Choisir un projet adapté
Le projet pilote doit présenter plusieurs caractéristiques :
une taille raisonnable ;
un nombre limité d'intervenants ;
des objectifs clairement définis ;
un calendrier maîtrisable.
L'objectif est d'acquérir de l'expérience progressivement.
Définir les objectifs
Avant le lancement du projet, il convient d'identifier les résultats attendus.
Par exemple :
améliorer la coordination ;
réduire les erreurs de conception ;
fluidifier les échanges documentaires ;
tester un nouvel outil collaboratif.
Des indicateurs permettront ensuite d'évaluer les bénéfices obtenus.
Analyser les retours d'expérience
À la fin du projet pilote, il est utile d'organiser un retour d'expérience avec les équipes.

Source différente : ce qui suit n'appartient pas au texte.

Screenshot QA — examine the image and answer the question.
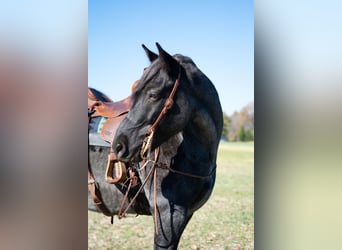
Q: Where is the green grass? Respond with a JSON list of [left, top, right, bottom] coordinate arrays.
[[88, 142, 254, 250]]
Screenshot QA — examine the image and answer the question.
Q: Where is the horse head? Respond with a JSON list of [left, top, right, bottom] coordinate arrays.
[[113, 43, 222, 162]]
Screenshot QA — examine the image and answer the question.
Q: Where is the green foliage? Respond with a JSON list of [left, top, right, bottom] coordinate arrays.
[[222, 112, 230, 140], [222, 102, 254, 141]]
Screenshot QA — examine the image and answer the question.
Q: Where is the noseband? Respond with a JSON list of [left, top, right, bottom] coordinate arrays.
[[140, 66, 181, 159]]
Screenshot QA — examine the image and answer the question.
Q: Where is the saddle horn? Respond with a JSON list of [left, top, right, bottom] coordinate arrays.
[[141, 44, 158, 62]]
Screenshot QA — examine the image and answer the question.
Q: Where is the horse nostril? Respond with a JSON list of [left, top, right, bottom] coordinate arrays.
[[115, 143, 123, 153]]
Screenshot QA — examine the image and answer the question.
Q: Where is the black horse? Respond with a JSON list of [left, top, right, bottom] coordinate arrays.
[[112, 43, 223, 249]]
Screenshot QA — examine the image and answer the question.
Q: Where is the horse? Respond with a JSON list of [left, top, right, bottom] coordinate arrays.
[[111, 43, 223, 249]]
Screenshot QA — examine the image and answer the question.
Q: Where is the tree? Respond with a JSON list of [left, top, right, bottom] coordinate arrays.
[[222, 112, 230, 140]]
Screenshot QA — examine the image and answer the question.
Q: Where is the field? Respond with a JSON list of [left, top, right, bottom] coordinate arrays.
[[88, 142, 254, 250]]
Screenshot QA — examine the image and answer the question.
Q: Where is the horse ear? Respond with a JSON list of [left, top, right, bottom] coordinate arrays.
[[141, 44, 158, 62], [156, 43, 179, 77]]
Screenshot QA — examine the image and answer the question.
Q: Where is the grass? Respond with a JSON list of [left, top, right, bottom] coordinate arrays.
[[88, 142, 254, 250]]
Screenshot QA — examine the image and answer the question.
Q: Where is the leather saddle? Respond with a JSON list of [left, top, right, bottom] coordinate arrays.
[[88, 81, 138, 184]]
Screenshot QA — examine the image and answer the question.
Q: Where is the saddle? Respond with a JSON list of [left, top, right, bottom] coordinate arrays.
[[88, 84, 138, 184]]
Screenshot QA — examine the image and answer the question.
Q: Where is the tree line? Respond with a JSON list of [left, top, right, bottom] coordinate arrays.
[[222, 102, 254, 141]]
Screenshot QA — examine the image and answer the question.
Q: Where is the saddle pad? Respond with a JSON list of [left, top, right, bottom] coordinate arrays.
[[88, 116, 110, 147]]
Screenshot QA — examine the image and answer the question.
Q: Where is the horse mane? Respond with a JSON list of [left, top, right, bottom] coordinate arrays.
[[173, 54, 223, 139]]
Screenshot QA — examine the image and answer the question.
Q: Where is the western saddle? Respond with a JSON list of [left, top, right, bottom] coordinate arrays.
[[88, 81, 138, 184]]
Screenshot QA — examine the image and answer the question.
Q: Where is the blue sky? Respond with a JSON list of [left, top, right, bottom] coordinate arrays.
[[88, 0, 254, 114]]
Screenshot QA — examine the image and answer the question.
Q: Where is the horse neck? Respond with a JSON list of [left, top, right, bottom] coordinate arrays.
[[160, 116, 217, 176]]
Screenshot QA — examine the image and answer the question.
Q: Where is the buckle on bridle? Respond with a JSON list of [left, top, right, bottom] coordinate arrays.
[[140, 129, 154, 159]]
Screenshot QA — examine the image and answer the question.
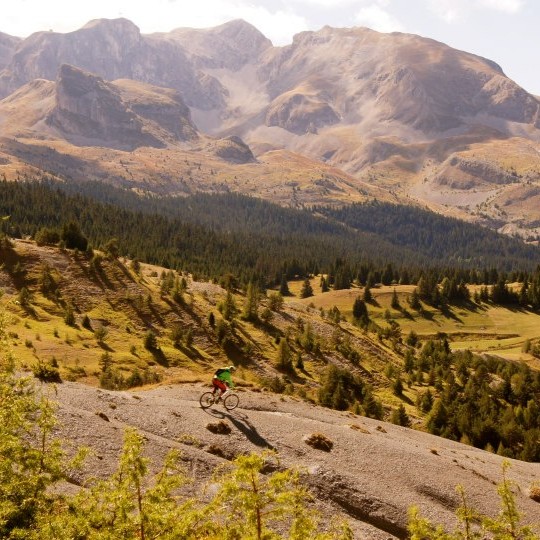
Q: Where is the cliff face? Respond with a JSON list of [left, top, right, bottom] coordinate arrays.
[[47, 64, 162, 148], [0, 32, 22, 70], [0, 19, 222, 109], [254, 27, 540, 133], [0, 19, 540, 234]]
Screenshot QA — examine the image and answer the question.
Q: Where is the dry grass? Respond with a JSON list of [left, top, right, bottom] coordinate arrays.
[[529, 482, 540, 503], [206, 420, 231, 435]]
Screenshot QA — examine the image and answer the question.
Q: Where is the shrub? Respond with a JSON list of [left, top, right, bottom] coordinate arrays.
[[143, 330, 158, 351], [529, 482, 540, 502], [32, 361, 62, 383], [304, 433, 334, 452]]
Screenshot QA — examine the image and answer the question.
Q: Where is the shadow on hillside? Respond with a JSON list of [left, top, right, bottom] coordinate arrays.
[[441, 306, 463, 323], [205, 409, 275, 450]]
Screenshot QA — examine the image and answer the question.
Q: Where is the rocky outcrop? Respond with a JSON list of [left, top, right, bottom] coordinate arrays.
[[211, 136, 255, 164], [0, 19, 223, 109], [114, 80, 199, 141], [164, 20, 272, 71], [266, 92, 339, 135], [0, 32, 22, 70], [47, 64, 163, 149], [259, 27, 540, 134], [433, 155, 518, 189]]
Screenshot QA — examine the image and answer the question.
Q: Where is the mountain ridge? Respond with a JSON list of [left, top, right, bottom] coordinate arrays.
[[0, 19, 540, 239]]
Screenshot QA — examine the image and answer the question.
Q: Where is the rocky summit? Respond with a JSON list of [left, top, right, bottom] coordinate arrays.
[[0, 19, 540, 236]]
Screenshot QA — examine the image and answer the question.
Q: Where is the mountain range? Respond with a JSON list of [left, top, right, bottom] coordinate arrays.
[[0, 19, 540, 236]]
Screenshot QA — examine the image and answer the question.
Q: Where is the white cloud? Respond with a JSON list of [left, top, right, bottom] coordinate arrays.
[[479, 0, 525, 13], [355, 4, 404, 32], [289, 0, 362, 8], [427, 0, 525, 23]]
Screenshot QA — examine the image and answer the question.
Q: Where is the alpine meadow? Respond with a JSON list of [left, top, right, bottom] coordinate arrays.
[[0, 12, 540, 540]]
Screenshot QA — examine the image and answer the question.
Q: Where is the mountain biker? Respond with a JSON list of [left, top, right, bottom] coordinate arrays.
[[212, 366, 236, 398]]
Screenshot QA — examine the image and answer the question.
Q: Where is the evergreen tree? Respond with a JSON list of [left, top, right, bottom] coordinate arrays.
[[390, 403, 411, 427], [409, 287, 422, 311], [352, 297, 369, 326], [62, 221, 88, 251], [276, 338, 293, 371], [279, 274, 291, 296], [242, 281, 260, 321], [390, 288, 401, 311], [300, 276, 313, 298]]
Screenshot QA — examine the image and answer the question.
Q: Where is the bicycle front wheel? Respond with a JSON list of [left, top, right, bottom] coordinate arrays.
[[223, 394, 240, 411], [199, 392, 214, 409]]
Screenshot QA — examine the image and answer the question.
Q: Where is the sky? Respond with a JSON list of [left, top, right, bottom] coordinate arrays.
[[4, 0, 540, 96]]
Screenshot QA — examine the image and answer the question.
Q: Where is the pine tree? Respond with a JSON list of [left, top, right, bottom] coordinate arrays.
[[390, 287, 401, 310], [242, 281, 259, 321], [279, 274, 291, 296], [276, 338, 293, 371], [300, 276, 313, 298]]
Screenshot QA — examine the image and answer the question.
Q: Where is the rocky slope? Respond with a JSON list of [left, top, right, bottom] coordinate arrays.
[[0, 19, 540, 237], [54, 383, 540, 540]]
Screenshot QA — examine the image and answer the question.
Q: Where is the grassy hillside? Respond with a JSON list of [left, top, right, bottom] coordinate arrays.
[[0, 241, 540, 461]]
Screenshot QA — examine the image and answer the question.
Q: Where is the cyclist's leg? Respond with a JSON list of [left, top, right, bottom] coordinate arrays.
[[221, 383, 231, 399], [212, 377, 227, 397]]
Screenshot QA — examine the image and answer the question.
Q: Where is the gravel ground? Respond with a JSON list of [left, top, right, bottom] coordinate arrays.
[[48, 382, 540, 540]]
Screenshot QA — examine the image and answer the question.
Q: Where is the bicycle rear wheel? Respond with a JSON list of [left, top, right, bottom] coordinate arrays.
[[199, 392, 214, 409], [223, 394, 240, 411]]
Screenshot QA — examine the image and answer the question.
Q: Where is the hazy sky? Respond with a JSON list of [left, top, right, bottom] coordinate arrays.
[[4, 0, 540, 95]]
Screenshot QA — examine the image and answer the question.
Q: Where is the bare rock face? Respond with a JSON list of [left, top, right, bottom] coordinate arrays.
[[211, 136, 255, 163], [266, 92, 339, 135], [0, 32, 22, 70], [47, 64, 163, 148], [166, 20, 272, 71], [259, 27, 540, 133], [0, 19, 223, 109], [433, 155, 517, 189], [114, 79, 199, 141]]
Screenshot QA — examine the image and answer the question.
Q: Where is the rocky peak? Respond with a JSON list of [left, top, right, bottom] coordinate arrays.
[[167, 19, 272, 71], [0, 32, 22, 70], [47, 64, 163, 149]]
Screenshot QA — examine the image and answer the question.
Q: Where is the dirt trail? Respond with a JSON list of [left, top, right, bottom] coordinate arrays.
[[47, 382, 540, 540]]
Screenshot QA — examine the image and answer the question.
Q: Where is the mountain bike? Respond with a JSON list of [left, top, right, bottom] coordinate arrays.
[[199, 392, 240, 411]]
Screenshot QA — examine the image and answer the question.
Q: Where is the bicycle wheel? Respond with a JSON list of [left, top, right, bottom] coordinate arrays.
[[223, 394, 240, 411], [199, 392, 214, 409]]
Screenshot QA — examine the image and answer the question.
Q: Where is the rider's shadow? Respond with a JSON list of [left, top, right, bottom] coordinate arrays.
[[202, 409, 275, 450]]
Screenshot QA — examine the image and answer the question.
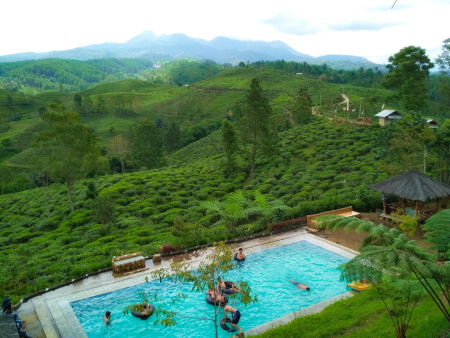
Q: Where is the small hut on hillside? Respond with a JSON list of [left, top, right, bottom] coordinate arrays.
[[370, 169, 450, 222], [425, 117, 439, 129], [375, 109, 403, 126]]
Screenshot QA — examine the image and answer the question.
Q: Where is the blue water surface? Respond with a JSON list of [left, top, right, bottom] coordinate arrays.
[[71, 241, 348, 338]]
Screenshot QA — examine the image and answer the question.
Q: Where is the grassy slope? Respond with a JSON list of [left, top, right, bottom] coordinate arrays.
[[0, 68, 376, 166], [251, 290, 449, 338], [0, 118, 384, 297]]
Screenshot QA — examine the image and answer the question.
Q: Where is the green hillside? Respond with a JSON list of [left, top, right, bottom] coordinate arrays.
[[0, 59, 223, 93], [0, 117, 384, 302], [0, 68, 395, 172]]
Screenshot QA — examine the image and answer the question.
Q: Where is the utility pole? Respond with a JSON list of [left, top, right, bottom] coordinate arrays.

Cette analyse permet d'identifier :
les difficultés rencontrées ;
les processus à améliorer ;
les besoins de formation complémentaires ;
les gains réellement obtenus.
Ces enseignements serviront de base au déploiement du BIM sur les futurs chantiers.
Les clés d'une transition réussie
Pour réussir votre passage au BIM, plusieurs bonnes pratiques peuvent être mises en œuvre :
impliquer la direction dès le lancement du projet ;
désigner un référent ou un BIM Manager ;
accompagner le changement auprès des équipes ;
privilégier les formats ouverts pour faciliter les échanges ;
avancer progressivement plutôt que vouloir transformer tous les projets en même temps.
La réussite dépend autant de l'organisation que des outils utilisés.
Les bénéfices à long terme
Une fois les nouveaux processus maîtrisés, le BIM permet :
d'améliorer la qualité des études ;
de réduire les erreurs d'exécution ;
de mieux maîtriser les coûts ;
de renforcer la collaboration entre les intervenants ;
de répondre plus facilement aux exigences des maîtres d'ouvrage.